The World Wide Fund is an international non-governmental organization founded in 1961, working in the field of wilderness preservation, and the reduction of humanity’s footprint on the environment. The Living Planet Report, published 11 times since 1998, analyzes data on the number of fish, birds, non-human mammals, amphibians and reptiles all over the world. The latest report was compiled by monitoring trends in 14,152 populations of 3,706 different species of vertebrates, including fish, mammals and birds, across the world.

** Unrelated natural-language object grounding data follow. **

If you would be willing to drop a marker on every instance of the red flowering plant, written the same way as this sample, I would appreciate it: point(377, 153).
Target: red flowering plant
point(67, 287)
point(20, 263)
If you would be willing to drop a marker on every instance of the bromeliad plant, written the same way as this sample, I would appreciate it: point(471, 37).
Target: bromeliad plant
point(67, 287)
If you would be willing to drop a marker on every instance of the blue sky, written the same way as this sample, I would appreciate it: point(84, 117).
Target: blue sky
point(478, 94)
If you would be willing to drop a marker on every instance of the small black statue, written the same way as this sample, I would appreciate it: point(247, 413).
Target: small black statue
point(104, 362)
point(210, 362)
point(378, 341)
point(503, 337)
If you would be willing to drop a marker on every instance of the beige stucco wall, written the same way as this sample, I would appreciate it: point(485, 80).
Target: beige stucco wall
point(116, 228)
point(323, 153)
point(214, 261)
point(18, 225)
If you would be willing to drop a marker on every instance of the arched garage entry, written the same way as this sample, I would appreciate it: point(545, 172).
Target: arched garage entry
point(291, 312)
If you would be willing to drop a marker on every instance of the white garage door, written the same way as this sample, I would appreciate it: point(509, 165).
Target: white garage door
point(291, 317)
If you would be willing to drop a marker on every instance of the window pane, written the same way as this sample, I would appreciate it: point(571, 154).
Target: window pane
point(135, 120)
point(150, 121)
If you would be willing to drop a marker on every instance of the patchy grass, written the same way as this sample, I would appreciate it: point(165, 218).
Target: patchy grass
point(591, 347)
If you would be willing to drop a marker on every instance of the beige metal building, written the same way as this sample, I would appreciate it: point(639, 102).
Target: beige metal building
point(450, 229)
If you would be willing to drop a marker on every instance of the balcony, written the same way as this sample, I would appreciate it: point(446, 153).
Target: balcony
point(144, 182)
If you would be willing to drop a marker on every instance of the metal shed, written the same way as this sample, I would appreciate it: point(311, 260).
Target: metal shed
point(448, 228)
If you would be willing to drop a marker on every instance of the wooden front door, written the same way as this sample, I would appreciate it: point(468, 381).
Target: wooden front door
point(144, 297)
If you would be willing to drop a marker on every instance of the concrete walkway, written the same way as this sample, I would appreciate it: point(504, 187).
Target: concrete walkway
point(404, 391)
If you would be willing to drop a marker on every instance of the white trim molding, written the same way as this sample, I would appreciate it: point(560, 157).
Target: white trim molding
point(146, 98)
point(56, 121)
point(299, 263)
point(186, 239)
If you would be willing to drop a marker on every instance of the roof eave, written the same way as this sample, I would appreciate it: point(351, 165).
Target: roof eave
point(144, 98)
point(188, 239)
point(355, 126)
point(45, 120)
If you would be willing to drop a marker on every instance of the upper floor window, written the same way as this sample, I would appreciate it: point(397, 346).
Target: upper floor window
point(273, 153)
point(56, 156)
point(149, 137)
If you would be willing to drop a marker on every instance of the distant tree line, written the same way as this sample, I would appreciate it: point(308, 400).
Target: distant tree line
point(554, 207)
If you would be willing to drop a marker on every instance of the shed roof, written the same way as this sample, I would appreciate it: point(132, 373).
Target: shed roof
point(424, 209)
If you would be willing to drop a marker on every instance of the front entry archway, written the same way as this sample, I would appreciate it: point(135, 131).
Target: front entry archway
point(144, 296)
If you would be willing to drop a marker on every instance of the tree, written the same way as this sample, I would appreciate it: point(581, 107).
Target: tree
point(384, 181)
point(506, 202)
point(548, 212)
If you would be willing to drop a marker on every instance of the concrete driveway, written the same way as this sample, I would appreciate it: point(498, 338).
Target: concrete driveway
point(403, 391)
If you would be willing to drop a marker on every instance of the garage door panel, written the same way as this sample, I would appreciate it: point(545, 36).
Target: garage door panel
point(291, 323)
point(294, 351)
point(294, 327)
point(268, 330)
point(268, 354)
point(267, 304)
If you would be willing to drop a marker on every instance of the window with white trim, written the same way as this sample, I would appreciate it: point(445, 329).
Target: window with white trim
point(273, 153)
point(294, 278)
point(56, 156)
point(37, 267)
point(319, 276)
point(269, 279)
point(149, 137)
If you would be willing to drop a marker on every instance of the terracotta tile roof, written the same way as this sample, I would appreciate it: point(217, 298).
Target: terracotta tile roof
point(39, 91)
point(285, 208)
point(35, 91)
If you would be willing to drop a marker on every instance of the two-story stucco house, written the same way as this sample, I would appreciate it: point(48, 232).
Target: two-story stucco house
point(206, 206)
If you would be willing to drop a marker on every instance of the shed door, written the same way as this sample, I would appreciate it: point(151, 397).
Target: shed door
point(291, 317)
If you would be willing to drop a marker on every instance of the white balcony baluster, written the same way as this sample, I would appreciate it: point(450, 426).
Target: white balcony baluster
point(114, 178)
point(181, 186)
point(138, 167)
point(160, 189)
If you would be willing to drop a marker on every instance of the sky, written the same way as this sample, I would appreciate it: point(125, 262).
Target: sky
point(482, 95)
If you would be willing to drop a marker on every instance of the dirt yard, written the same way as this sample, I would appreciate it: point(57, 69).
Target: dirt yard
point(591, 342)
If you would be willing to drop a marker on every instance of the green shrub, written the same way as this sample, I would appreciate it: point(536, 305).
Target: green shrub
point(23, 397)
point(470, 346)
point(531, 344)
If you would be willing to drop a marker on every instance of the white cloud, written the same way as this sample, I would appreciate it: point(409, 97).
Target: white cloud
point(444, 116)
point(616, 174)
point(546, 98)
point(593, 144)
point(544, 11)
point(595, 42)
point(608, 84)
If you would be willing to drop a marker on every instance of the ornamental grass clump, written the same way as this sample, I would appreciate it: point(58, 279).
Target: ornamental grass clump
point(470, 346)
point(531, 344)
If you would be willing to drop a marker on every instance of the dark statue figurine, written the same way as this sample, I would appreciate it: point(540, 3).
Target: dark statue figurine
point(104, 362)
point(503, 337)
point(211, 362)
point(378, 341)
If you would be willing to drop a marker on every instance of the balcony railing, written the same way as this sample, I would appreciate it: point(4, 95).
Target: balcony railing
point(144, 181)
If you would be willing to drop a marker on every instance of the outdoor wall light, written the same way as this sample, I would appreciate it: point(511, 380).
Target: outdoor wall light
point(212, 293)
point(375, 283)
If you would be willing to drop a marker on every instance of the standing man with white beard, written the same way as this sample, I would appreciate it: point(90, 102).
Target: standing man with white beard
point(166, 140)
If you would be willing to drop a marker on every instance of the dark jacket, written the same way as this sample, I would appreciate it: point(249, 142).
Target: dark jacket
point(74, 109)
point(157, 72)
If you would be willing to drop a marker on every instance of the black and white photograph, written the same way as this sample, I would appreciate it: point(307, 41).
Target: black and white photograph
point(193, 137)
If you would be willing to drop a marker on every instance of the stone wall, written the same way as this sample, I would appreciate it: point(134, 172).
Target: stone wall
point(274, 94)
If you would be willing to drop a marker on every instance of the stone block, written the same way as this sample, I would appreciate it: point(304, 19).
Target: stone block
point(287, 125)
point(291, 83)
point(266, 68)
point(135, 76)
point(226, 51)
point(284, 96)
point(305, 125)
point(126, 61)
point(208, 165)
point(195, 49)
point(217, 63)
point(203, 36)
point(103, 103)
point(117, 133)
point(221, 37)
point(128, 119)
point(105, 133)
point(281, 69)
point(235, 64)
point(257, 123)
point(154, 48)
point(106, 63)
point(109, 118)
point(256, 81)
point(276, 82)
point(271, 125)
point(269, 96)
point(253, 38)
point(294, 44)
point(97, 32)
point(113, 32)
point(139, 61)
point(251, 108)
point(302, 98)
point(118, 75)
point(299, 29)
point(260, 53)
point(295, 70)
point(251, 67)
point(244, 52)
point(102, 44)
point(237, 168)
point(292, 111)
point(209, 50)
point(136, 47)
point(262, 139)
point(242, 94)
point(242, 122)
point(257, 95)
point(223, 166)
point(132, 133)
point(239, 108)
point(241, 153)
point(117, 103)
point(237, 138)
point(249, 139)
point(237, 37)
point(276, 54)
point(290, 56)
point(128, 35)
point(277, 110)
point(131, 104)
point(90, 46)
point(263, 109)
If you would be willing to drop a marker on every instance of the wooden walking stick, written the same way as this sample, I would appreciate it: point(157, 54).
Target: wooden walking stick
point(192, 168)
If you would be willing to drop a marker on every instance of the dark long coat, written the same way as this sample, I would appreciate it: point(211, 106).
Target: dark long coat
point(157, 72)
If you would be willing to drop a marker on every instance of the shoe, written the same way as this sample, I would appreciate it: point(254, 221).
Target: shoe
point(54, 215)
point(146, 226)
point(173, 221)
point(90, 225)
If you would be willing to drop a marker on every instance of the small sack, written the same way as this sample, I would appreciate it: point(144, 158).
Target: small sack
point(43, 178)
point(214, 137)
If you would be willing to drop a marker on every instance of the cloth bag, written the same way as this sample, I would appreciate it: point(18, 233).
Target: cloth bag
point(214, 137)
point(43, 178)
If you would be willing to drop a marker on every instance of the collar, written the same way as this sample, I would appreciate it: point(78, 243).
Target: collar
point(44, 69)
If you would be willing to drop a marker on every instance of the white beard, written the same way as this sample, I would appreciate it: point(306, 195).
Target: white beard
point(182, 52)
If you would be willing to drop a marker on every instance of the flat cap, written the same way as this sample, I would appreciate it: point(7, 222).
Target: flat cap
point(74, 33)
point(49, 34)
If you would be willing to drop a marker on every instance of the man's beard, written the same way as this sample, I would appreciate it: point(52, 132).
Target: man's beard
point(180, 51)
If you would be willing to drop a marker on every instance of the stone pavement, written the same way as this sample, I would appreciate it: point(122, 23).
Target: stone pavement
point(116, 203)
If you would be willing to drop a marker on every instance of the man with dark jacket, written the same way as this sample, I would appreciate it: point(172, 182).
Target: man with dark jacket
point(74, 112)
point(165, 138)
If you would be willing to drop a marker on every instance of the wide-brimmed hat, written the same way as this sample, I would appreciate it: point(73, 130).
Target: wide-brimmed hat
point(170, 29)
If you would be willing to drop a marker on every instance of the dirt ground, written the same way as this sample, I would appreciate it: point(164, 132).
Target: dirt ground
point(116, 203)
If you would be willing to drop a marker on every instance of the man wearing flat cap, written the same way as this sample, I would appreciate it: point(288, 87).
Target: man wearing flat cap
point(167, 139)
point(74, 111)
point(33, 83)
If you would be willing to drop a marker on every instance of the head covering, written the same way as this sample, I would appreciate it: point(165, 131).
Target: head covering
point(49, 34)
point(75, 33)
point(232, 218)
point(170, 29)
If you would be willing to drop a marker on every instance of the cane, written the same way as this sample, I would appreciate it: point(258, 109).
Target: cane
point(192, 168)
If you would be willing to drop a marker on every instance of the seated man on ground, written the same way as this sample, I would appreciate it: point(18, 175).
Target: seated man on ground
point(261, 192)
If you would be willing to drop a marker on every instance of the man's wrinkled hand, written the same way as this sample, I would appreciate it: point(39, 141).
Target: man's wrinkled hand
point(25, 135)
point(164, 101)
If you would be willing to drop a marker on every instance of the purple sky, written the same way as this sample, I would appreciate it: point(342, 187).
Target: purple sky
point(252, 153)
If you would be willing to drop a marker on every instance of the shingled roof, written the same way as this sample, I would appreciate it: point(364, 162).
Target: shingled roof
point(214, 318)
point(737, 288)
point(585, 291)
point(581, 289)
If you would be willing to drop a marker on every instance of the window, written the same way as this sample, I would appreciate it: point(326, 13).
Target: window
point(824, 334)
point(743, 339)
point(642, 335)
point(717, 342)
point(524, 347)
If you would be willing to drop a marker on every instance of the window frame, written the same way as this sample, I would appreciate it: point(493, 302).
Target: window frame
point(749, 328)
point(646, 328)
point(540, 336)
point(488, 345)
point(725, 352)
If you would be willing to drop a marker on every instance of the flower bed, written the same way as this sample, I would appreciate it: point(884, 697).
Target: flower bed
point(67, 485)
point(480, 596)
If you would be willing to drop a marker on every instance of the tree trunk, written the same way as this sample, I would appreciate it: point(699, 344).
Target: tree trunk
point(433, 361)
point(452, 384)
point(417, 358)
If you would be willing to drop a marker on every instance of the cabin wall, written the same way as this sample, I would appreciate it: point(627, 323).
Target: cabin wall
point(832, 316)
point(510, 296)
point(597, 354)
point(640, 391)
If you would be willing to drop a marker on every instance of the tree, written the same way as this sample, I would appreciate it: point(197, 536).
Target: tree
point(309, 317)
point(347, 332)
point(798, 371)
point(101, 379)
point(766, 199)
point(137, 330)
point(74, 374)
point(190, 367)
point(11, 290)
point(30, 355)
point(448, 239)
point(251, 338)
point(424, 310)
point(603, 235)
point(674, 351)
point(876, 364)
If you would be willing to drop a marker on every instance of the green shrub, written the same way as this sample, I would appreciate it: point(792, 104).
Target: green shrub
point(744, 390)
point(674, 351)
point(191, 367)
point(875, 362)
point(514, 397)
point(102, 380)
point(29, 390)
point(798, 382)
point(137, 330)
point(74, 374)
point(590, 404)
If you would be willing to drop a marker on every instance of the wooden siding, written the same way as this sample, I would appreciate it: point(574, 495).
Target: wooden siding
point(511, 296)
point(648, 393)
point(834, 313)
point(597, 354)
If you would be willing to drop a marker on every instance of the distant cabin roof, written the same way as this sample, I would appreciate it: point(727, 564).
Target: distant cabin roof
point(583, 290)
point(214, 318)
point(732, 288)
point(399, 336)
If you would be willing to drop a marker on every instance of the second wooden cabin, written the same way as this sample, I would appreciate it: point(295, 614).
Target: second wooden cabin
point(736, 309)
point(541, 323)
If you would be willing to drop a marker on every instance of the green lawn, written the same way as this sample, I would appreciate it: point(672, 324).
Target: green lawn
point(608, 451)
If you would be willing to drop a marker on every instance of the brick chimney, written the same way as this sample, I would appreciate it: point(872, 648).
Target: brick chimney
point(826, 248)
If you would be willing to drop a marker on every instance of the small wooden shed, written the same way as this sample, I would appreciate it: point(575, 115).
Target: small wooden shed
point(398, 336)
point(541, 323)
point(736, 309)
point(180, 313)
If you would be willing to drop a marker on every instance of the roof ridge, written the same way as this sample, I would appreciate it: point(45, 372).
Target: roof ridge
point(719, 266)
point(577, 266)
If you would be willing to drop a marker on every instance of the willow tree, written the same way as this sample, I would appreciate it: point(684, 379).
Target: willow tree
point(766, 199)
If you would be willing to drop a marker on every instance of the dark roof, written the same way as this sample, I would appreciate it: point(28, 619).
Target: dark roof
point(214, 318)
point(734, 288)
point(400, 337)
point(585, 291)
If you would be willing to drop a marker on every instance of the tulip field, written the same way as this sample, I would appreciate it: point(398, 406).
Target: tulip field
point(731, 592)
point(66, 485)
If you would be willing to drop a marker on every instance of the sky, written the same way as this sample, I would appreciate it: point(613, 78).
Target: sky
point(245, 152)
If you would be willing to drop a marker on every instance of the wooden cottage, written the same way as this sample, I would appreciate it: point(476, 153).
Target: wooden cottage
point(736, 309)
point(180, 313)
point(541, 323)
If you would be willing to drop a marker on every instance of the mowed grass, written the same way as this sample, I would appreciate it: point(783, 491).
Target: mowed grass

In the report, the rapid extinction is blamed on habitat loss, over exploitation of resources, pollution, and climate change. In the last century, the population has grown from about 1.6 billion people to more than 7 billion, and it is expected to exceed 9 billion by mid-century. Thus, many of the problems facing wildlife involve being overfished or hunted for food and losing their habitat as more and more land is cleared for agriculture. The World Wide Fund estimates that farmland occupies more than one third of the planet’s surface. Other growing threats to wildlife include pollution and climate change, which can vary the temperature and precipitation patterns that animals have evolved to tolerate, strain their food resources, and force entire populations to migrate or face extinction.

Despite agreeing with its overall findings, some conservationists have criticized the report’s results, saying they could be misleading because while referring to the overall 58% decline in wildlife populations, the report mixes ocean life with land life. Additionally, the report does not account for how future conservation projects will help the problem. However, all experts agree that the world is losing individuals of species and geographic ranges at a very rapid rate, and that there is reason to be alarmed.

The deaths of animals and fish across the globe, in addition to being a threat to biodiversity, could also see humanity threatened. The report points out that healthy and intact ecosystems “provide us with food, fresh water, clean air, energy, medicine, and recreation. In addition, humans depend upon healthy and diverse natural systems for the regulation and purification of water and air, climatic conditions, pollination and seed dispersal, and control of pests and diseases.” Thus, some argue that it is imperative that governments act in concert to avoid the extinction of a large number of animal species, in order to preserve humanity.

Recently, on October 5, 2016, the threshold for entry into force of the Paris Agreement was achieved and the agreement will enter into force on 4 November 2016. The Paris Agreement is an agreement within the United Nations Framework Convention on Climate Change (UNFCCC) dealing with greenhouse gases emissions mitigation, adaptation and finance. It sets out a global action plan to put the world on track to avoid dangerous climate change by limiting global warming to well below 2°C., but perhaps more specific measures need to be taken to protect wildlife.

In order to avoid the dramatic losses projected by this year’s World Wildlife Fund report, the authors recommend a variety of prevention tactics, including increasing the number of protected areas on Earth and committing to more sustainable energy and food systems. The alternative, the report suggests, is a world in which unsustainable activities eventually exceed the planet’s ability to support both the natural and human systems it houses.